Japanese Glade

Japanese glade

This is the place for quiet contemplation. Gaze out over the water or linger on the bridge while enjoying Japanese or other East Asian herbaceous plants, shrubs and trees. Especially conspicuous are the magnolias, azaleas and cherry-trees, but also note the "Japanese hobble bushes" (Vibernum furcatum), the katsura trees and the dove tree.


Ever since the time of Carl von Linnaeus, Sweden has had a special interest for the plant world of Japan. Carl Peter Thunberg, probably the most famous of Linnaeus' pupils, arrived in Japan 1775 emp­­loyed as a physician by the Dutch East Indian Company. After some time he was permitted to col­lect both plants and animals in the count­ry and published the first scientific flora for Japan in 1784, Flora Japonica.
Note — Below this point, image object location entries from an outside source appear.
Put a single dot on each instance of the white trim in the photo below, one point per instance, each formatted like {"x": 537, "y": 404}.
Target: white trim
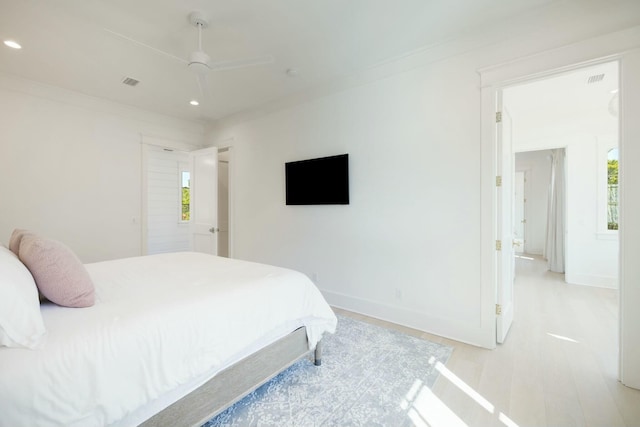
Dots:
{"x": 231, "y": 194}
{"x": 463, "y": 332}
{"x": 587, "y": 52}
{"x": 170, "y": 144}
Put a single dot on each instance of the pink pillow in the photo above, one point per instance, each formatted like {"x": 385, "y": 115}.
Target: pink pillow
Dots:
{"x": 58, "y": 272}
{"x": 16, "y": 238}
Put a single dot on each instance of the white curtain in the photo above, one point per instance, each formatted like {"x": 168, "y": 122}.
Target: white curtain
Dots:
{"x": 554, "y": 245}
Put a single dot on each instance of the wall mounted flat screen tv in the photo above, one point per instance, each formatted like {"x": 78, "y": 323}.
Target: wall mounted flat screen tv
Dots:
{"x": 321, "y": 181}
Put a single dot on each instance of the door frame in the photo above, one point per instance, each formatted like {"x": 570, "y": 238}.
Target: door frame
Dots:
{"x": 621, "y": 46}
{"x": 231, "y": 194}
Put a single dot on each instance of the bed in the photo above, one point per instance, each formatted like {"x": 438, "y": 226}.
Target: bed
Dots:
{"x": 171, "y": 339}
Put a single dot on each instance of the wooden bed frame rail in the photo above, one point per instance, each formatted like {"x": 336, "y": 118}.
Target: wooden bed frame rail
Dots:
{"x": 235, "y": 382}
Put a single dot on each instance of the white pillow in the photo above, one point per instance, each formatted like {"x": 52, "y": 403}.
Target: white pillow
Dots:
{"x": 21, "y": 323}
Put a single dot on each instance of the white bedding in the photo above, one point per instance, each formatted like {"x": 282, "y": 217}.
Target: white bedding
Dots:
{"x": 161, "y": 325}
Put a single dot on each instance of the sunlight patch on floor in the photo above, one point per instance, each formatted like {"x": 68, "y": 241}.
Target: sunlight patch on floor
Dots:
{"x": 425, "y": 409}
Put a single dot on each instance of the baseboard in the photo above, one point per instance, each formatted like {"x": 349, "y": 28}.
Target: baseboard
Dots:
{"x": 608, "y": 282}
{"x": 447, "y": 328}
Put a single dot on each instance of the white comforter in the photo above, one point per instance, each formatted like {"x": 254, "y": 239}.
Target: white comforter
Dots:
{"x": 161, "y": 326}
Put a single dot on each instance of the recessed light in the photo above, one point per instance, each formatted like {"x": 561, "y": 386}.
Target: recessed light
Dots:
{"x": 12, "y": 44}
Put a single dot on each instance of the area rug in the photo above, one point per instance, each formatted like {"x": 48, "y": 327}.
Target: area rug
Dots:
{"x": 367, "y": 377}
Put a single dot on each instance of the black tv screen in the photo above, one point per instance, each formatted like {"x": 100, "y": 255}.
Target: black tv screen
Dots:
{"x": 322, "y": 181}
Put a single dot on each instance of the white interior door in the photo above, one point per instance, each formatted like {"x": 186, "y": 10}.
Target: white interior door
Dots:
{"x": 505, "y": 256}
{"x": 204, "y": 200}
{"x": 519, "y": 212}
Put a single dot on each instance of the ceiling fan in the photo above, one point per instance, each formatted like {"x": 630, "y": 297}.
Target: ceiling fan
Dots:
{"x": 199, "y": 62}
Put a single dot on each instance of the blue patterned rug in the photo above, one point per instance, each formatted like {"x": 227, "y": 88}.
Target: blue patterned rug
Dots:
{"x": 368, "y": 377}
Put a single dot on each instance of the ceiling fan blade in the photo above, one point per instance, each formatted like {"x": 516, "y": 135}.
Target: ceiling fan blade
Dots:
{"x": 240, "y": 63}
{"x": 139, "y": 43}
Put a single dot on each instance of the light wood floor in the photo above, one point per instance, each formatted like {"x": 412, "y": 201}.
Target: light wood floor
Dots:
{"x": 558, "y": 366}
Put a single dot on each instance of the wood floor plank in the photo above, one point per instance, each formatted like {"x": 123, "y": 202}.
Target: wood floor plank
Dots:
{"x": 557, "y": 367}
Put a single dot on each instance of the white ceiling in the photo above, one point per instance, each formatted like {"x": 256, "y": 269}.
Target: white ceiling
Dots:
{"x": 66, "y": 44}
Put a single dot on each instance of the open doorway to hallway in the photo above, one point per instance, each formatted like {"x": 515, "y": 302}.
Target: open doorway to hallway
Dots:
{"x": 577, "y": 112}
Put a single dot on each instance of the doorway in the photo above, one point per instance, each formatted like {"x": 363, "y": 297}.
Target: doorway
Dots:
{"x": 574, "y": 112}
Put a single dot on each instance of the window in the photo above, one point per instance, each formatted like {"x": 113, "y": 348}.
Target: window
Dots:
{"x": 612, "y": 189}
{"x": 185, "y": 188}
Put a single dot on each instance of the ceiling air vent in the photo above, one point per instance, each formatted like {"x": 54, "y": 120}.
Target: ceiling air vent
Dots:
{"x": 130, "y": 81}
{"x": 595, "y": 78}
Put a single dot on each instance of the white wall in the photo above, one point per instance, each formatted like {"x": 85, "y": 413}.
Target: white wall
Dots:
{"x": 537, "y": 164}
{"x": 70, "y": 167}
{"x": 407, "y": 247}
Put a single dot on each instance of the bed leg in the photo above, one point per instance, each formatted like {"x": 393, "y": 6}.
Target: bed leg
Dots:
{"x": 317, "y": 354}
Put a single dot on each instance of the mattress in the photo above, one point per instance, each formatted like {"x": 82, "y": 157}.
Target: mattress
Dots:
{"x": 161, "y": 326}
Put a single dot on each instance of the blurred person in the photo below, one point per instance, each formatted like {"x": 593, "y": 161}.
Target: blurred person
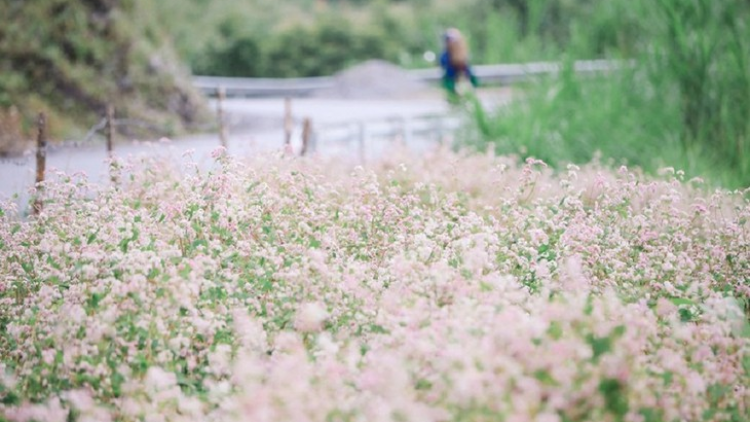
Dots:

The interest for Japanese plants in Gothenburg botanical garden started already during the con­struc­tion years of the garden. The garden was founded in 1923. Thus, seed exchange with Sapporo botanic garden (Hokkaido Daigaku Shokubu­tsuen) started in the 1920s. During the 1950s a more substantial exchange both of scientists and plants started. Together with his dend­ro­logist (tree expert) Tor Nitze­lius, the Director professor Bertil Lind­quist, undertook a seed collecting expedition to Japan in 1952. This was followed by several expeditions during the 50s through to the 70s. Professor Lindquist, being a forest geneticist, became a much appreciated lecturer in Japan. An exchange, both of plants, forest researchers and botanists, took place during the 50s until the mid 60s.


To be able to house all the plants resulting from this cooperation, a special area, the Japanese Glade, was founded in 1952. The following year the Arboretum (tree collection) was founded. A substantial num­ber of Japanese trees were planted in the Asiatic part of this extensive tree collection.


The development of the Japanese Glade has continued until today both when comes to plant mate­rial and form. The aim with the area is to offer our visitors a more concentrated picture of and give a feeling of the Japanese plant world. Here are to be found nearly all species, and many more, that are typical to Japanese promena­de gardens. A special object, an antique Japanese lantern, enhan­cing the presence of Japan, was given to the garden as a gift by the Japanese Embassy in the 50s. However, the purpose with the area has not been to create a Japanese garden, but hopefully to give a glimpse and idea of the rich nature and culture of Japan.


The interest for Japanese garden culture and the Japanese plant world has also continued until today. Within the international seed exchange program between botanic gardens and arboreta, the garden exchanges material (seeds) with 5-6 Japanese gardens annually.


A bonsai exhibition, one of the first in Sweden, was arranged by the botanic garden in 1985. Some of the bonsai plants exhibited were gifts received from the Japanese Embassy in the 50s. As a result of the exhibition the Swedish Bonsai Society was founded the following year.